Bescheiden consumptiegroei februari
De consumptiegroei in februari is bescheiden. Uit cijfers van het CBS blijkt dat de volumegroei van de totale binnenlandse consumptie in deze maand uit komt op 0,8%. Het feit dat februari dit jaar een koopdag minder telde dan vorig jaar heeft een remmend effect gehad op de bestedingen. Vergeleken met februari vorig jaar zijn met name de bestedingen aan duurzame goederen fors lager. Deze ontwikkeling laat zich deels verklaren uit anticipatie-aankopen in de laatste maanden van vorig jaar. Ook aan voedings- en genotmiddelen is minder besteed.

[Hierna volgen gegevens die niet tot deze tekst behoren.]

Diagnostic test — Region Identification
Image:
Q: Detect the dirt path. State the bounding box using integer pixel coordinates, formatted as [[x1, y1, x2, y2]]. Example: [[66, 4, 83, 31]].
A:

Bestedingen aan duurzame goederen fors lager
Bij de duurzame goederen is het volume van de bestedingen fors lager (-7,0%). Evenals in januari zijn er ook in februari veel minder nieuwe vervoermiddelen gekocht dan een jaar eerder. Dit hangt samen met de BTW-verhoging begin dit jaar. Een aantal consumenten anticipeerde hier in de laatste maanden van 2000 op door deze aankopen te vervroegen. Ook bij andere duurzame goederen, zoals huishoudelijke artikelen, schoenen, lederwaren en woninginrichting, blijven de aankopen in februari achter.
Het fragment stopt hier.